In a recent perspective on the social documentary subgenre, a few American filmmakers have studied the absurdity of the country’s prison system. Ava DuVernay did it in ’13th’, Stanley Nelson & Traci A. Curry documented the historical uprising in ‘Attica’, and JoeBill Muñoz & Lucas Guilkey chronicled the powerful fight for better conditions in ‘The Strike’. Through their films, these directors explored the multitude of complexities surrounding the largest incarcerated population in the world, mostly under a privatized prison system incentivizing the incarceration of millions in order to make a select few utterly rich. The Alabama Solution sees veteran director Andrew Jarecki, known for 2003’s ‘Capturing the Friedmans’ and ‘The Jinx’, partner with the newcomer Charlotte Kaufman, in his return to HBO Documentary Films.

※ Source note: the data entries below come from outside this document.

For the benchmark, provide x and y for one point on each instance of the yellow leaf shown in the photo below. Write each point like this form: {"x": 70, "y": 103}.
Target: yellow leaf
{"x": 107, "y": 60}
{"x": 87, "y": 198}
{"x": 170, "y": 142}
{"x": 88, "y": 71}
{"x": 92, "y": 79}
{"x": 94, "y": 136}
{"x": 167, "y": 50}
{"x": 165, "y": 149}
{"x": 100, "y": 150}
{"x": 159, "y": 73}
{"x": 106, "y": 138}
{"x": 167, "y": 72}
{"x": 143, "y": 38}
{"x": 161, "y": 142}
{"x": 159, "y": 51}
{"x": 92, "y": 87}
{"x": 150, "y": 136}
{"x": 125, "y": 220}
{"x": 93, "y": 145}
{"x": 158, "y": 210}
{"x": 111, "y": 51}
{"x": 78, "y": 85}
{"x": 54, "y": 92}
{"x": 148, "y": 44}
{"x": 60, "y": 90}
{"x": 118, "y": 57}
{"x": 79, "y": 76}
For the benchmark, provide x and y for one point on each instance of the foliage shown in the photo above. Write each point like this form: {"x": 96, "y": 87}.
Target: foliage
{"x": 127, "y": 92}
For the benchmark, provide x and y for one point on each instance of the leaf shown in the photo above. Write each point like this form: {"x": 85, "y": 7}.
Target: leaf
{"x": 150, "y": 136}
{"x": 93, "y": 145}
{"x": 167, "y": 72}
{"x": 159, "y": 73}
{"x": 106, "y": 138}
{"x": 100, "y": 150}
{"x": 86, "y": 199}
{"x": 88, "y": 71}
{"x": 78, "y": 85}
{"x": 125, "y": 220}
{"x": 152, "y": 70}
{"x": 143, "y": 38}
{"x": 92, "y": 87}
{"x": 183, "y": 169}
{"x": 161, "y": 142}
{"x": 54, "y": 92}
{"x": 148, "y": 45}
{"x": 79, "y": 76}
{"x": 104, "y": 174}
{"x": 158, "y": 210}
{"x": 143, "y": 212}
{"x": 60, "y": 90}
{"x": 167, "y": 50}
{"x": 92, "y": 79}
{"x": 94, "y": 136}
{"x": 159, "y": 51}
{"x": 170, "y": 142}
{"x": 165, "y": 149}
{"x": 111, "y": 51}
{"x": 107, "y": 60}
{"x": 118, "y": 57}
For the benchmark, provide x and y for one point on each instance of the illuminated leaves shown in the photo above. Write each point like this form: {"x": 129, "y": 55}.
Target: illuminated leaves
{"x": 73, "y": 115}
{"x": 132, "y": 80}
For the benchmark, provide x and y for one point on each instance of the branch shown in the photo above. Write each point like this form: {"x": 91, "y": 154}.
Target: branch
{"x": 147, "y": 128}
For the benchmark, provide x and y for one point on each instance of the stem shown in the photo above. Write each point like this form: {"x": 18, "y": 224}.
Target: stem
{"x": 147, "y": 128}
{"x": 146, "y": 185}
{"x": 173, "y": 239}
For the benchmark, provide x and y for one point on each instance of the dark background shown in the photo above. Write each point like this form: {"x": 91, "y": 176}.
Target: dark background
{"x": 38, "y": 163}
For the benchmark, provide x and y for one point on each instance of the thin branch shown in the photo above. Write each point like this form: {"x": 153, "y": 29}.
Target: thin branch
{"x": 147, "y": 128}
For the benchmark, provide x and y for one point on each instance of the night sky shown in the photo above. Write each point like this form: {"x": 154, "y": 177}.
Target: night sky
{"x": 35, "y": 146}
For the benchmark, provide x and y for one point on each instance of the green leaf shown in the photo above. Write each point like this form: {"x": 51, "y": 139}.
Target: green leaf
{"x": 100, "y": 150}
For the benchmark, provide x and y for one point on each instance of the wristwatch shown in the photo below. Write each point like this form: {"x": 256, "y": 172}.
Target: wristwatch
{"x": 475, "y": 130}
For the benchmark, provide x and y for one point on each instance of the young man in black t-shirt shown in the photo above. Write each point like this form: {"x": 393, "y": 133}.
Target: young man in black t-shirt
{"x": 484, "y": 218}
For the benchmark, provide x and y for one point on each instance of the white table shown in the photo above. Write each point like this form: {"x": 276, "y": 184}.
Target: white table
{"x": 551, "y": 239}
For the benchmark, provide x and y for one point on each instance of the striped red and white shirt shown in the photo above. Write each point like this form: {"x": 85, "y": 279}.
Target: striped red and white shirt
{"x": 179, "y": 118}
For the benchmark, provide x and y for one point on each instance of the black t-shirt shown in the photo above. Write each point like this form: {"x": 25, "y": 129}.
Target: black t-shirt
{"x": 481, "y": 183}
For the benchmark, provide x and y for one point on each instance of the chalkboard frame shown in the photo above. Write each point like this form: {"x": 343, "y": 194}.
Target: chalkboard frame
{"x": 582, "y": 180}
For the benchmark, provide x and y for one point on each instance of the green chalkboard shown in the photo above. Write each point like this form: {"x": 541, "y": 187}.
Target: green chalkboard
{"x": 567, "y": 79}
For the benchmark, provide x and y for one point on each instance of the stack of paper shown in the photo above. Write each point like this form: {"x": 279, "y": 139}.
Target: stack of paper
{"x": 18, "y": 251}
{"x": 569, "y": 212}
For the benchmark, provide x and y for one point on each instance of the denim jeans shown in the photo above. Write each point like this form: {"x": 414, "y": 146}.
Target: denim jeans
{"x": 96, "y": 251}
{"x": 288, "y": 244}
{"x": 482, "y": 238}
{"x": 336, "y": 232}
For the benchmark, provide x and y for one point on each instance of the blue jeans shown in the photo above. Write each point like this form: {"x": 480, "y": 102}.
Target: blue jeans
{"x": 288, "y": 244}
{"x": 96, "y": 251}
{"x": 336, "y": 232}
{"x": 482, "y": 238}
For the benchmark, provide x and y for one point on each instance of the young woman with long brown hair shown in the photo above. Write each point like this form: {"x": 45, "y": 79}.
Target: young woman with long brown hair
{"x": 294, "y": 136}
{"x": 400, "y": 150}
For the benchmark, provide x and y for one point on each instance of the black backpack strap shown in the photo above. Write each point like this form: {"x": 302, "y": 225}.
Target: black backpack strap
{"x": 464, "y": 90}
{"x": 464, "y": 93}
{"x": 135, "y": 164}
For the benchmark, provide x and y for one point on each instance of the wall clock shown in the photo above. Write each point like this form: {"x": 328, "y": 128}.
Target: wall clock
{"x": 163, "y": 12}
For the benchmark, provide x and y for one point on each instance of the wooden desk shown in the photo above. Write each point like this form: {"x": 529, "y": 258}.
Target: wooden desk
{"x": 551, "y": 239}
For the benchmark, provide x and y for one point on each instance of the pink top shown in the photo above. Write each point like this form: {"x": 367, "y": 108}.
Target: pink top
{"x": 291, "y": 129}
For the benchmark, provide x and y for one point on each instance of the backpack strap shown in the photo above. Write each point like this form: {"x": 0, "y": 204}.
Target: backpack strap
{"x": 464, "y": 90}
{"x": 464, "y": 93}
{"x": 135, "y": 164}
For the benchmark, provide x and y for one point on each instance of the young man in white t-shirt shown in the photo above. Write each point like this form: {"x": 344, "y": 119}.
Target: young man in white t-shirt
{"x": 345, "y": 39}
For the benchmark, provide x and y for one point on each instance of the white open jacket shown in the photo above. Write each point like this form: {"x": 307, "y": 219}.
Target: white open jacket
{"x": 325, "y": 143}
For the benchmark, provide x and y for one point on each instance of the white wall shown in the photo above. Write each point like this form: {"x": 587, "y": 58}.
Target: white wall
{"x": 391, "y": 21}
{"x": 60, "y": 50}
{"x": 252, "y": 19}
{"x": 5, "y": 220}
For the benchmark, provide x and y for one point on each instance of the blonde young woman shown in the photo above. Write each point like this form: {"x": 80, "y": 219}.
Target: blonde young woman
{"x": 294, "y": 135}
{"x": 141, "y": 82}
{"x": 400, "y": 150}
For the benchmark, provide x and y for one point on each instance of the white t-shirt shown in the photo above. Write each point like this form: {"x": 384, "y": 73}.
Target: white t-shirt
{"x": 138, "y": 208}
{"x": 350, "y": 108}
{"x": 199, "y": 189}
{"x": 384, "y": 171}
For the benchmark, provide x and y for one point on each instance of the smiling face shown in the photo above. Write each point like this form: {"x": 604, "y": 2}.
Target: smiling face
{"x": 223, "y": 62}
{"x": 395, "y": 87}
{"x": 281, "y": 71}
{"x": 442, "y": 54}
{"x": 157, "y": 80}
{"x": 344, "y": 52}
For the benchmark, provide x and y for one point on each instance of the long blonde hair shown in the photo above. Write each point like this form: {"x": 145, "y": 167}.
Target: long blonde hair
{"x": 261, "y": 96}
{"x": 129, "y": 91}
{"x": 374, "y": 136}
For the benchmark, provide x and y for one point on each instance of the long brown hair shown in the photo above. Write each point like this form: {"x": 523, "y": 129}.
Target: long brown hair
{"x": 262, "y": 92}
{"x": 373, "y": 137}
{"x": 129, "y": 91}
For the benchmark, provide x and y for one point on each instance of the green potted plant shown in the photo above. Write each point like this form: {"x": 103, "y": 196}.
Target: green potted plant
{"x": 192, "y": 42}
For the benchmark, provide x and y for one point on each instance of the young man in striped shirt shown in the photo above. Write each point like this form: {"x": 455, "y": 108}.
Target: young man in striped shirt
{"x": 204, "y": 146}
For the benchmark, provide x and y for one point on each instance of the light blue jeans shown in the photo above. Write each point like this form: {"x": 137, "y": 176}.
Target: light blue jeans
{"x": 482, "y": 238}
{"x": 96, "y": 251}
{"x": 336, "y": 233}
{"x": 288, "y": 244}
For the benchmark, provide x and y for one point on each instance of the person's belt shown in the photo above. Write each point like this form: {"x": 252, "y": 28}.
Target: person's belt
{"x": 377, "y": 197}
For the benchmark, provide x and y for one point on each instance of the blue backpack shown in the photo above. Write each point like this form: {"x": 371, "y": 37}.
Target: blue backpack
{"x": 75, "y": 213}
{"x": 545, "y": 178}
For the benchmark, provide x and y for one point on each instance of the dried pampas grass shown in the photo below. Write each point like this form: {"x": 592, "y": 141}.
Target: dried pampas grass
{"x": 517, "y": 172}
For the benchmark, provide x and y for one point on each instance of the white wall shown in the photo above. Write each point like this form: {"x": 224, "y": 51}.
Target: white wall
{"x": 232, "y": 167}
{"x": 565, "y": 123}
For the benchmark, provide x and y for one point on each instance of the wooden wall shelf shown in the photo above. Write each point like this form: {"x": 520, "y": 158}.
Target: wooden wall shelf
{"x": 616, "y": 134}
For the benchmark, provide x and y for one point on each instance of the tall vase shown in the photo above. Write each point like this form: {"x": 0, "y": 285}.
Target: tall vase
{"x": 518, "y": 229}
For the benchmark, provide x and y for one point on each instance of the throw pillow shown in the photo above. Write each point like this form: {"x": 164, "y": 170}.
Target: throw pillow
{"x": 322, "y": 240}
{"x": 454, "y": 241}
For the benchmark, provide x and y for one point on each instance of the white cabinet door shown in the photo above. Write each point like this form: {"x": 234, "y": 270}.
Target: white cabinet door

The opening of the film has Jarecki and Kaufman highlight an eventful day in Alabama’s jails, one where an immense barbecue, prayers, and concerts cheer the prisoners. Meanwhile, intriguing off-camera reports lead them to investigate the poor conditions of the state’s facilities, resulting in an intricate dive by the duo. From there, they begin to expose an inhumane system, which rescues Alabama’s history with the Black population, remembering the violence, and profiting from the imprisonment Black men. Consequently, the film delivers an expansive look at a known problem in the Southern state; however, the directors disclose the motivations behind the insistence on allowing violence and a lack of adequate conditions for its jailed population.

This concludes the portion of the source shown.